Yellowjackets Star Christina Ricci Says Season 3 Will Be "Brutal"

Yellowjackets isn't slowing down anytime soon.

Production is underway on the third season of Showtime's Yellowjackets and if fans of the series thought that the second season of the hit series were intense, star Christina Ricci says that fans should brace themselves. Ricci told The Hollywood Reporter that Season 3 will not even be more shocking than previous seasons, but it will be brutal as well and, as she put it, "extremely Yellowjackets-y".

"This season is going to be even more shocking and surprising than the previous seasons," Ricci said. "It's definitely going to be brutal. But they also put a lot of comedy into it. So, I think it's just going to be… extremely Yellowjackets-y."

Ricci also said that filming the third season of Yellowjackets has been a little bittersweet as, this time around, they're doing it without Juliet Lewis. At the end of Season 2, Lewis' character, Natalie, was accidentally killed by Ricci's Misty. Ricci said that filming has been "sad" without Lewis.

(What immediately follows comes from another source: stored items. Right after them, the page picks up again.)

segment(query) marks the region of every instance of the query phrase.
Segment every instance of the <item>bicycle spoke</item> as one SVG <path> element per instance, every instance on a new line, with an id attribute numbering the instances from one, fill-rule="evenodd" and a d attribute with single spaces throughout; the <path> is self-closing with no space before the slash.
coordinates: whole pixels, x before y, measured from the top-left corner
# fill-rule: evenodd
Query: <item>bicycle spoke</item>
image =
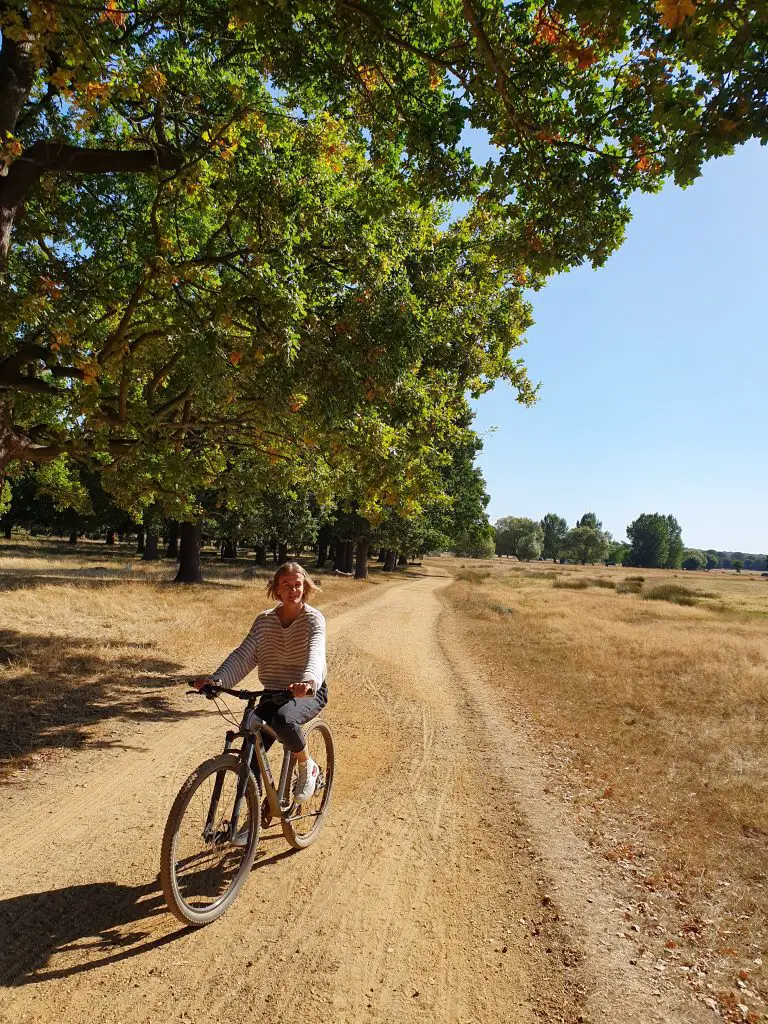
<path id="1" fill-rule="evenodd" d="M 284 832 L 297 847 L 308 846 L 322 828 L 323 818 L 333 782 L 333 739 L 326 723 L 316 720 L 306 732 L 309 756 L 320 769 L 315 792 L 300 806 L 294 805 L 285 815 Z M 292 780 L 293 782 L 293 780 Z"/>
<path id="2" fill-rule="evenodd" d="M 205 924 L 223 913 L 247 877 L 256 852 L 259 802 L 252 781 L 237 823 L 237 833 L 244 832 L 246 842 L 233 842 L 238 769 L 234 757 L 201 765 L 182 788 L 166 827 L 163 890 L 174 913 L 193 924 Z"/>

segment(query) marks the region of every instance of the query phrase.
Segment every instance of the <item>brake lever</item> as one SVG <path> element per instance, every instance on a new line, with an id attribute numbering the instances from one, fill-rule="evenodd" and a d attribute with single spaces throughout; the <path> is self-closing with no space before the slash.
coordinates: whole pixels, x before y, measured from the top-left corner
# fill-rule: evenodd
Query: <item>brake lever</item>
<path id="1" fill-rule="evenodd" d="M 217 687 L 209 683 L 208 685 L 204 686 L 201 690 L 187 690 L 186 695 L 188 697 L 194 697 L 201 693 L 206 700 L 214 700 L 217 696 Z"/>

"We bonded and spent so much time together, and we just really loved each other. It was really sad for her character to be killed off," Ricci said. "Even now, we've filmed a couple of episodes, and it's sad without Juliet."

What is Yellowjackets About?

Yellowjackets tells the story of a team of high school girls soccer players who survive a plane crash deep in the Canadian wilderness. Set in two timelines — the late 1990s when the crash occurs and the present day — Yellowjackets follows their survival in the wilderness as well as their lives decades later where they try to deal what happened during that harrowing time as well as its impact as events reveal that what began int he wilderness still isn't over just yet. The series is written by Ashley Lyle and Bart Nickerson.

Not a lot is yet known about Season 3 of Yellowjackets, though director Karyn Kusama previously teased that the season could begin to see the teen survivors in the 1990s storyline make their return to the world and the immediate aftermath of that.

"I've been so excited by this," Kusama said. "The concept of that immediate aftermath of re-entry into the world, to me, there's a whole season worth of material there. And the fact that this is such a long game that each of these characters is facing, in terms of reorienting themselves to whatever normalcy is supposed to be. I'm sure we're going to learn that their normal is a lot different than our normal. There's a lot that needs to be figured out between Season 2 and Season 3."